The second stage of proposal review involves funding decisions that must reconcile scientific merit with the Institute’s funding priorities and, ultimately, the availability of funds. The National Advisory Eye Council is a panel of advisors (eight scientists and four public representatives) that work with the NEI staff to advise the Institute Director on final funding decisions.8 The Advisory Council and NEI staff ensure that proposals recommended for funding align with the Institute’s mission and funding priorities. The NEI staff work in several defined program areas (e.g. retinal diseases, corneal diseases, myopia research, clinical research, etc.) and these program areas are the focus of specific Project Officers. These Project Officers function in some ways like venture capitalists, each seeking a stable of solid investments (i.e. investigators with worthy projects) that can help advance specific scientific goals in their program area. Over the past 20 years, I have met many of the NEI staff and Program Officers. I would say that they are as passionate and committed to advancing health research as the investigators that they support. Have you thanked a Project Officer lately?

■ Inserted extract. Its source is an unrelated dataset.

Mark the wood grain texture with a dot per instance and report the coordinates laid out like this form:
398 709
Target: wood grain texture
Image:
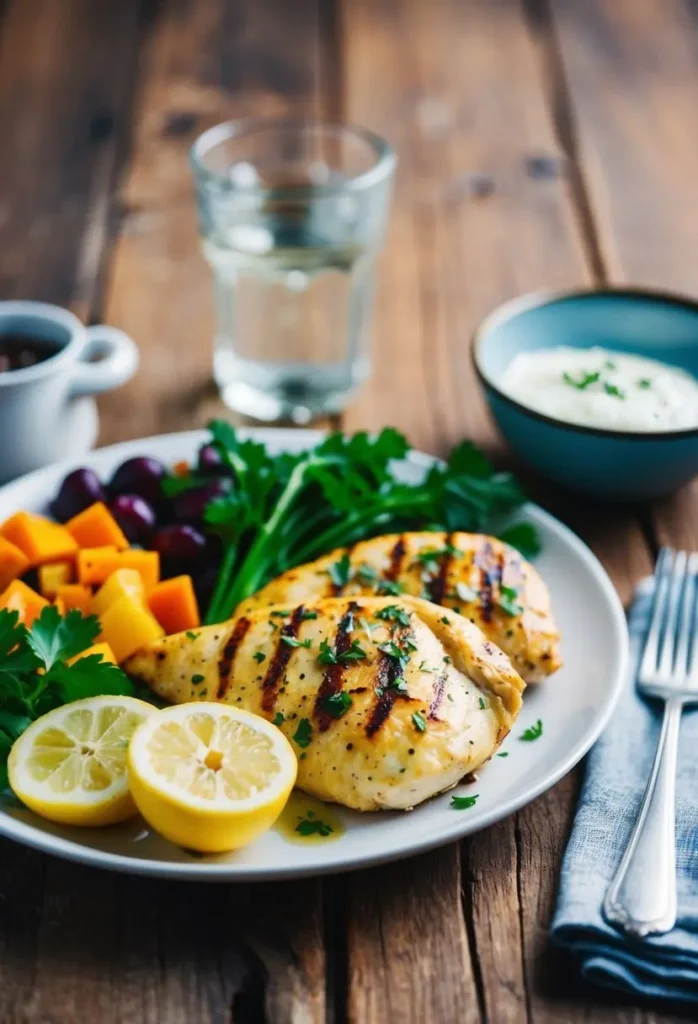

Recently, I have been asking people that I meet if they know what the NIH is and what it does. For the most part, they understand the broader mission: to improve health and eliminate disease. Most have a more limited understanding of what it takes to actually accomplish the achievements articulated in the NIH’s mission statement. There is an important interdependent relationship between our public health research institutions, i.e. the NIH and private industry that is vital to our nation’s health, e.g. flu vaccines. This interdependence is nothing new and exists in other sectors of our economy as well, e.g. commercial aviation and the Department of Defense. Hopefully, this discussion can help encourage a more thoughtful and informed debate about our public funding priorities and the value of NIH funding as a public good. At some point the costs are too great and the rewards too ill-defined for profit-driven private enterprise to solve the grand challenges we face. Our federal highway system, crucial for interstate transportation and commerce, would not exist if not for a public investment. Space exploration, the human genome, the Brain Initiative, and the Precision Medicine Initiative have or will yield useful goods and services that will change our world in unpredictable ways. Our investments in these and other public goods should reflect our principles and priorities, our imagination, and long-term goals. These investments will surely define our future.